Les amants d’Hérouville, une histoire vraie

Les amants d’Hérouville, une histoire vraie

C’est bien une histoire vraie que nous raconte cette bande dessinée/roman-photo/biographique : celle de Michel Magne, compositeur génial dont on connaît peu le nom, mais plus certainement son travail pour des bandes-sons de films d’Audiard ou de Jean Yanne, et de sa compagne Marie-Claude, au cœur du Château d’Hérouville.

Pourtant, la vie de ce grand monsieur de la musique pourrait facilement être adaptée en roman ou en film, tant les épisodes de sa vie menée tambour battant réunissent tous les ingrédients d’une grande histoire. Le génie précoce, l’avant-gardisme artistique, l’amour, la réussite, l’apogée, les drames, la chute, la ruine, la triste fin. Très vite repéré pour ses dons musicaux, il est un musicien d’avant-garde, bien avant la musique concrète.

Dans la seconde moitié des années 50, il vit avec Françoise Sagan avec qui il écrit des chansons pour Juliette Gréco. Il côtoie Ellington, Presley, Billie Holiday, Boris Vian, Aragon ou Sartre. Sa vie est un véritable who’s who artistique. Les années 60 lui apportent la reconnaissance au travers de ses musiques de film, notamment une nomination aux Oscars pour un film de Gene Kelly.

En 62, il achète le Château d’Hérouville. En 69, un incendie se déclare, et c’est toute son œuvre de jeunesse qui part en fumée. Aucune copie, aucun double. « C’est ce qui peut arriver de pire à un compositeur », dira-t-il. Un drame qui restera comme une marque indélébile dans son cœur. Pourtant, il va rebondir grâce à ce double coup de foudre : pour Marie-Claude et la création du Studio d’Hérouville. C’est cette histoire d’amour entre Michel Magne et Marie-Claude Calvet notamment dans le cadre du mythique Studio du Château D’Hérouville que la bande dessinée suit en fil rouge.

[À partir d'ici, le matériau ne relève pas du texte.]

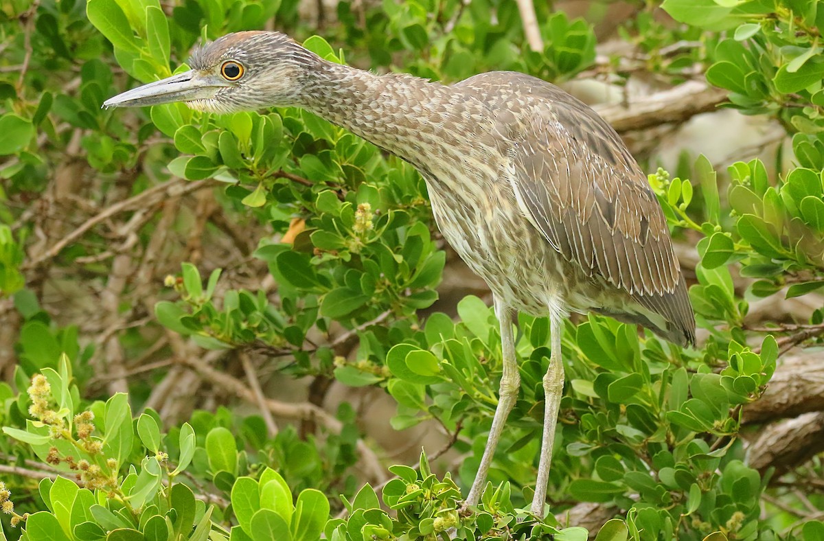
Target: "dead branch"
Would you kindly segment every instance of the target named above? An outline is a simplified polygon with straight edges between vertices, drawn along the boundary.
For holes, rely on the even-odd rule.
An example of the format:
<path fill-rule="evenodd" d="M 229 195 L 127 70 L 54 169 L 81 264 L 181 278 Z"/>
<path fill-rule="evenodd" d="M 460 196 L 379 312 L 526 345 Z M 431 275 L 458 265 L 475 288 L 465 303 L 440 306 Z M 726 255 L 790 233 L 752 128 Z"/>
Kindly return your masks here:
<path fill-rule="evenodd" d="M 255 394 L 242 381 L 215 370 L 194 357 L 181 359 L 181 361 L 194 369 L 204 380 L 212 382 L 213 385 L 229 390 L 247 402 L 258 403 Z M 278 417 L 294 421 L 314 419 L 335 434 L 339 434 L 344 427 L 343 423 L 328 412 L 308 402 L 290 403 L 273 399 L 265 399 L 263 404 Z M 358 440 L 356 448 L 360 457 L 361 466 L 368 480 L 370 483 L 382 482 L 386 477 L 386 473 L 375 452 L 362 439 Z"/>
<path fill-rule="evenodd" d="M 786 356 L 766 391 L 744 407 L 745 424 L 824 411 L 824 363 L 816 353 Z"/>
<path fill-rule="evenodd" d="M 681 123 L 700 113 L 715 110 L 727 100 L 727 91 L 689 81 L 682 85 L 623 105 L 595 110 L 619 133 Z"/>
<path fill-rule="evenodd" d="M 190 194 L 199 189 L 207 188 L 209 185 L 211 185 L 211 182 L 208 180 L 188 182 L 186 180 L 183 180 L 182 179 L 175 178 L 171 180 L 164 182 L 162 184 L 157 184 L 157 186 L 149 188 L 148 189 L 141 192 L 133 197 L 129 198 L 128 199 L 119 201 L 84 222 L 79 227 L 60 239 L 60 240 L 53 245 L 51 248 L 44 250 L 44 253 L 36 257 L 31 258 L 22 266 L 21 268 L 22 270 L 26 271 L 37 268 L 46 261 L 56 257 L 63 248 L 79 239 L 90 229 L 101 222 L 110 218 L 115 214 L 137 210 L 145 206 L 153 206 L 164 199 L 183 195 L 184 194 Z"/>
<path fill-rule="evenodd" d="M 747 445 L 747 464 L 776 477 L 807 462 L 824 444 L 824 413 L 811 412 L 769 425 Z"/>
<path fill-rule="evenodd" d="M 266 408 L 266 404 L 265 403 L 266 397 L 263 394 L 263 389 L 260 389 L 260 382 L 258 381 L 255 366 L 252 365 L 252 361 L 247 353 L 240 352 L 238 355 L 241 357 L 241 363 L 243 365 L 243 371 L 246 372 L 246 379 L 249 380 L 249 387 L 252 389 L 255 400 L 260 409 L 260 415 L 263 416 L 263 420 L 266 422 L 266 429 L 269 431 L 269 436 L 274 436 L 278 433 L 278 425 L 272 417 L 272 412 L 269 411 L 269 408 Z"/>
<path fill-rule="evenodd" d="M 521 23 L 523 25 L 523 33 L 527 36 L 529 48 L 533 51 L 544 50 L 544 40 L 541 38 L 532 0 L 517 0 L 517 11 L 521 13 Z"/>

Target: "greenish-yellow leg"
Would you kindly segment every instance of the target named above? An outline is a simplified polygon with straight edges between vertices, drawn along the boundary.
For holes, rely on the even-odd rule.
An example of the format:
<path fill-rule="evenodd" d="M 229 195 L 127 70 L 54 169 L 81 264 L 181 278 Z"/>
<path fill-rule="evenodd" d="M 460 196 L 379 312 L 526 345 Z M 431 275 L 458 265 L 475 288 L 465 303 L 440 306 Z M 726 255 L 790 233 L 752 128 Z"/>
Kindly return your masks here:
<path fill-rule="evenodd" d="M 538 464 L 538 480 L 532 498 L 532 514 L 543 518 L 546 503 L 546 484 L 550 480 L 550 464 L 552 462 L 552 445 L 555 441 L 558 409 L 564 393 L 564 361 L 561 361 L 561 333 L 564 318 L 560 314 L 550 315 L 550 333 L 552 352 L 550 367 L 544 375 L 544 437 L 541 441 L 541 462 Z"/>
<path fill-rule="evenodd" d="M 480 500 L 480 493 L 486 484 L 486 474 L 492 464 L 492 457 L 495 454 L 495 447 L 503 431 L 507 416 L 515 406 L 517 399 L 518 388 L 521 386 L 521 375 L 517 371 L 517 360 L 515 357 L 515 338 L 513 336 L 513 309 L 507 306 L 494 297 L 495 315 L 501 325 L 501 352 L 503 358 L 503 375 L 501 376 L 500 393 L 495 416 L 492 419 L 492 428 L 489 429 L 489 438 L 484 450 L 484 456 L 480 459 L 478 473 L 475 476 L 475 483 L 469 491 L 469 497 L 464 504 L 466 506 L 477 505 Z"/>

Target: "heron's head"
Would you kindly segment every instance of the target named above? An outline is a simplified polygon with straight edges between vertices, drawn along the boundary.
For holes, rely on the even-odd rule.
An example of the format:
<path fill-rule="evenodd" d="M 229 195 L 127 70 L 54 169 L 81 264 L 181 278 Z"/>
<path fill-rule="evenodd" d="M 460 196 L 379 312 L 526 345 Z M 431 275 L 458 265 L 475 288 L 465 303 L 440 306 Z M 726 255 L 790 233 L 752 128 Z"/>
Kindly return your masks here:
<path fill-rule="evenodd" d="M 198 49 L 191 69 L 110 98 L 104 107 L 185 102 L 218 113 L 299 105 L 320 58 L 279 32 L 228 34 Z"/>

Premier studio à la campagne où les musiciens travaillent, enregistrent et vivent à plein temps leur créativité, il faudrait des pages entières pour énumérer les artistes, anecdotes et albums historiques enregistrés dans ce lieu. Hallyday, Pink Floyd, Bowie, T Rex, Iggy Pop, Magma, Elton John, Bee Gees, Canned Heat, MC5… La liste paraît sans fin. Au rayon anecdote, le concert du Grateful Dead, le 21 juin 1971 dans les jardins du Château, reste un must. Près de 6 heures de concert avec comme public les villageois d’Hérouville. Peu habitués à ce genre de musique, ils ont bien profité et apprécié la soirée, peut-être aidés par quelques substances psychotropes inconnues de leur vocabulaire. Un événement qui fera dire à un journaliste qui l’a vécu : « Michel Magne, je te dois la nuit la plus fantastique de ma vie ».

Si on rajoute à cela un cuisinier à résidence et un train de vie fait du plaisir de bonnes chères et de bonnes bouteilles, les réalités économiques auront vite fait de le rattraper. Il vend en partie le studio à des gens plus adeptes d’économie que de création artistique. L’esprit insufflé par Michel Magne dans le Château disparaît peu à peu, alors que la pression financière et les dettes s’accumulent furieusement. Après avoir vu ses premières œuvres partir en fumée, il voit les suivantes lui échapper judiciairement et administrativement. Ce coup-ci, cela commence à faire trop pour ce sentimental ; manque de sommeil et abus de cachets finiront d’achever ce créateur devenu tourmenté. La fin de sa vie ne montre pas la plus belle de ses facettes ; Marie-Claude subit cette descente aux enfers moralement et physiquement, mais gardera malgré tout de l’attachement pour lui.

Le livre se complète par des témoignages, des photos personnelles et intimes dont le retour de Marie-Claude au Château 40 ans après, particulièrement émouvant à la lecture de leur histoire. Un index répertorie les enregistrements réalisés dans les studios ainsi que les œuvres discographiques, cinématographiques et plastiques de Michel Magne.